中国での危険化学品の取扱には、危険化学品登録、取扱従業員の資格研修と許可証申請等の手続を経る必要があります。2011年12月1日より施行された国務院令第591号《危険化学品安全管理条例》では危険化学品の生産、保管、使用、経営と運輸における安全管理について規定しています。危険化学品を取り扱う企業の対象には生産企業、物流企業、販売会社が含まれますが、本稿では危険化学品の輸入、販売を行う販売会社にとり取得が必要な「危険化学品経営許可証」の手続について説明します。

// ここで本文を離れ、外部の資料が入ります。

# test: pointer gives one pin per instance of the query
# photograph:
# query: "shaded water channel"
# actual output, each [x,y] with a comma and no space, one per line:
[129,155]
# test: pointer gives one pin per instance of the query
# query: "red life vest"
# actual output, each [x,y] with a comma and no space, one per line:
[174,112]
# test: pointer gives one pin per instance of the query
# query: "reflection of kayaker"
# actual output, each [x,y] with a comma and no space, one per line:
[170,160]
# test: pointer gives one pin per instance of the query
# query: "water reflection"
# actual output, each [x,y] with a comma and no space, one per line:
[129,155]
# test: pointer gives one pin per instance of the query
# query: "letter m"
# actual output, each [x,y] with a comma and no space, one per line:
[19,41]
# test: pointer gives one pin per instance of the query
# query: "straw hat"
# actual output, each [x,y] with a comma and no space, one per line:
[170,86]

「危険化学品経営許可証」は、以前は企業の工商登記手続の事前許可事項でしたが、商事登記改革後、現在では工商登記後に手続する事項に変更されています。取扱商品が該当するかどうかは「危険化学品目録」(2013年9月26日に意見募集稿後正式発布は未了、現時点では2012年更新の「危険化学品名録」)にて確認します。目録は適時に調整が行われます。

一、危険化学品事故応急救援事前備案登記

危険化学品経営許可証を取得する企業は事前に「危険化学品事故応急救援事前備案登記」を行う必要があり、この手続の中で専門家の現場検査の評価等も含まれます。主管部門は省の安全監督局で、所要期間は約2ヶ月です。手続資料には以下のものが含まれます。
1. 安全事故応急事前備案申請表
2. 安全事故応急事前備案要素評価審査表
3. 評価審査専門家資格証コピー
4. 総合応急事前備案と専門応急事前備案文書と電子版

上記手続により発行される「危険化学品安全事故応急救援事前備案登記表」を危険化学品経営許可証の申請に提出しなければならないこととされています。

二、危険化学品経営許可証

広東省危険化学品経営許可証管理規定に基づき発行される危険化学品経営許可証は甲種(劇毒危険化学品)と乙種(その他の危険化学品)の2種類に区別されています。危険化学品経営許可証の申請資料は以下の通りです。
1.危険化学品経営許可申請書
2.オフィス賃貸契約書
3.消防検収証明
4.安全管理員資質証明*
5.従業員社会保険リスト
6.危険化学品安全事故応急救援事前備案登記表
7.保管場所契約及び関連資質
8.労働保護用品
9.オフィス平面図
10.安全生産責任制度、安全管理規則制度、操作人員規定等の安全管理規定

*上記の4.安全管理人員資格について
個人の危険化学品取扱資格である安全管理人員資質証明の取得のため、会社
の従業員3名(責任者1名を含む)が指定機構の研修を受け、試験合格証書を取得する必要があります。従業員として3ヶ月以上の社会保険加入実績が必要です。この研修と試験は不定期に開催されるためタイミングを逸しないよう注意が必要です。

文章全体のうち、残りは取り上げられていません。